A New York Yankees blog by Chad Jennings and the staff of The Journal News

How is that not an error?

Posted by: Peter Abraham - Posted in Misc on Sep 14, 2009 Print This Post Print This Post | Email This Post Email This Post

The Yankees won 13-3 yesterday. So Johnny Damon’s bonehead play in the fourth inning that allowed the Orioles to score a run didn’t really matter.

Only it sort of did. Instead of CC Sabathia having a 3.38 ERA it’s 3.42. I don’t think the big man is getting the Cy Young Award this season. But what if that play caused him to go from 2.98 to 3.02? In the eyes of some voters, that could be a difference maker.

Let’s review: With Justin Turner on second and one out, Jeff Fiorentino hit a flay ball to left. Damon had trouble finding the ball in the sun and staggered around a bit before catching it. Turner tagged up and went to third.
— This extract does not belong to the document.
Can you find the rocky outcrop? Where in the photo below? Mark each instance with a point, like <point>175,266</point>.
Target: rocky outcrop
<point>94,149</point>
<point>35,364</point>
Damon gave an exaggerated sigh of relief then turned to throw the ball in the stands, thinking there were three outs. As Spicoli did his thing, Turner kept running and scored. By the time Damon realized what he had done, it was too late.

The official scorer, Jordan Sprechman, correctly ruled the play a sacrifice fly. Fiorentino got an RBI.

Scorers are bound by certain policies, official and unofficial. Unless an outfield gets a glove on the ball, there is rarely an error charged. There are also no such things as mental errors.

But in a case like this, Damon’s blunder is clearly an error as it allowed a runner to take an extra base he otherwise would not have. There should be a provision where Damon could be charged with an error on that play and the run be unearned on Sabathia’s ledger.

The problem is that the quality and common-sense of official scorers varies widely. The guys in New York are top notch. But in other places — Florida, ahem! — it’s brutal. But MLB should be able to come up with some sort of way to handle these matters in a fair way.